Job Description
We are seeking a Senior ML Runtime & Reliability Engineer to own the production reliability, scalability, and operational stability of enterprise AI systems deployed across Snowflake and Microsoft Azure.
This role ensures predictive and agentic AI systems operate reliably in real-time, scale with event demand, and meet enterprise performance and availability standards.
This is a production systems role — not a model development role.
Real-Time Inference & Runtime Engineering
• Design always-on inference environments
• Architect real-time model execution pipelines
• Engineer failover and rollback strategies
• Support high-throughput event-driven ML systems
Event Platform Reliability
• Scale and stabilize event ingestion systems
• Optimize runtime performance for GeoSense, PWS, and predictive systems
• Reduce shared dependency bottlenecks
Production Operations
• Lead incident response for ML production systems
• Develop runbooks and automated recovery workflows
• Ensure SLO / SLA adherence
Agentic AI Runtime Safety (PI-3 Critical)
• Implement guardrails for agent decision loops
• Ensure explainability trace hooks
• Design rollback-safe execution models
• Implement audit logging frameworks
We are a company committed to creating diverse and inclusive environments where people can bring their full, authentic selves to work every day.
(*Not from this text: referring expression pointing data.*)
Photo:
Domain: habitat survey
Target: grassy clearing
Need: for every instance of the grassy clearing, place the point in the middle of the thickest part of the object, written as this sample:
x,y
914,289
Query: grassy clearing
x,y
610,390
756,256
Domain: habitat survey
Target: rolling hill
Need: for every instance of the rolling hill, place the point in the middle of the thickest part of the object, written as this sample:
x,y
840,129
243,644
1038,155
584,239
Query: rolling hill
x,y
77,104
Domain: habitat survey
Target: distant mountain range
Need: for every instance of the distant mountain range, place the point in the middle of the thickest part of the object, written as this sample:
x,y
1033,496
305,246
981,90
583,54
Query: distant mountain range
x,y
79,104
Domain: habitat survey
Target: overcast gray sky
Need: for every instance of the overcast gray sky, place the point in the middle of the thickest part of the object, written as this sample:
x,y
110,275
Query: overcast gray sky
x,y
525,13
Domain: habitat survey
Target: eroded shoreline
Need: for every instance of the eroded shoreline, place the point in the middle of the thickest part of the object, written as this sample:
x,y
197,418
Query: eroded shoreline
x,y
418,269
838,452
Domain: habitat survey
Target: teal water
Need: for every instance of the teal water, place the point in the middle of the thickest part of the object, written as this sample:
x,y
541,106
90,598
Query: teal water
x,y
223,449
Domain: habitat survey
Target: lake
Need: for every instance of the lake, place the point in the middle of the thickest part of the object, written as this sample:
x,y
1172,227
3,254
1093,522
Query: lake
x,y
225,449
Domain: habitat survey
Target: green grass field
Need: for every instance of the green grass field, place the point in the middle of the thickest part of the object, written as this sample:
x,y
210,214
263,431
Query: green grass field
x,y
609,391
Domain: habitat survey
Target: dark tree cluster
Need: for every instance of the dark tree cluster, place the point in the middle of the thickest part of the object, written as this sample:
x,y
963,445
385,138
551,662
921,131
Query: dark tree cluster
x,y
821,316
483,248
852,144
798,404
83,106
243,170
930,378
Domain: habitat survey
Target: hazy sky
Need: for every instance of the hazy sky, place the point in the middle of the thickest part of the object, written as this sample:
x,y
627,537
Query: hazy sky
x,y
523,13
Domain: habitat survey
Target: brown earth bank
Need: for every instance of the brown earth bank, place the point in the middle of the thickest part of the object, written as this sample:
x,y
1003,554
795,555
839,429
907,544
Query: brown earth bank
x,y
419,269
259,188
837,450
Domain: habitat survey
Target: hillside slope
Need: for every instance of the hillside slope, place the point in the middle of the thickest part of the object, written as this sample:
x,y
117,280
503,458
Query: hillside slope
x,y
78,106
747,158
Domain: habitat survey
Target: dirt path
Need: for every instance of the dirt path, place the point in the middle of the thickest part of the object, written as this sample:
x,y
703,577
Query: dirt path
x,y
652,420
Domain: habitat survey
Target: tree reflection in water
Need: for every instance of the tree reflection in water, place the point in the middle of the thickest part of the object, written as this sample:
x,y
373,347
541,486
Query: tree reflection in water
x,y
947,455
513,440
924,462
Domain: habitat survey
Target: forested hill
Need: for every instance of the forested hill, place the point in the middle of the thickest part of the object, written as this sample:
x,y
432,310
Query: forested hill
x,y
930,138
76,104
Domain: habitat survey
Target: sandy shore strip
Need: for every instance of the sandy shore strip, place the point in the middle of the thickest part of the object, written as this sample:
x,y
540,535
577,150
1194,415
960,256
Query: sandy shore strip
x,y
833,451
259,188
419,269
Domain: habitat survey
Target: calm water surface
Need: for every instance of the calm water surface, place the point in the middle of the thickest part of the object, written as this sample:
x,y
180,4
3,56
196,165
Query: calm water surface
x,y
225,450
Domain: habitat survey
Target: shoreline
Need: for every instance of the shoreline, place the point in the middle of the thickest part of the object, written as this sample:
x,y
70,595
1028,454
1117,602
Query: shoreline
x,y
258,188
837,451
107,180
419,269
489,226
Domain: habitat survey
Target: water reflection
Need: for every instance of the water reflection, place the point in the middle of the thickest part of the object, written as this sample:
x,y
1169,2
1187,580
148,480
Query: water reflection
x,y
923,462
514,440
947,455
We are an equal opportunity/affirmative action employer that believes everyone matters. Qualified candidates will receive consideration for employment regardless of their race, color, ethnicity, religion, sex (including pregnancy), sexual orientation, gender identity and expression, marital status, national origin, ancestry, genetic factors, age, disability, protected veteran status, military or uniformed service member status, or any other status or characteristic protected by applicable laws, regulations, and ordinances. If you need assistance and/or a reasonable accommodation due to a disability during the application or recruiting process, please send a request to HR@insightglobal.com.To learn more about how we collect, keep, and process your private information, please review Insight Global's Workforce Privacy Policy: https://insightglobal.com/workforce-privacy-policy/.
Required Skills & Experience
• 6+ years cloud platform engineering
• Experience operating real-time AI systems
• Deep Azure infrastructure knowledge
• Strong experience with containerized workloads (AKS preferred)
• CI/CD deployment integration experience
• Strong understanding of ML inference systems
Benefit packages for this role will start on the 1st day of employment and include medical, dental, and vision insurance, as well as HSA, FSA, and DCFSA account options, and 401k retirement account access with employer matching. Employees in this role are also entitled to paid sick leave and/or other paid time off as provided by applicable law.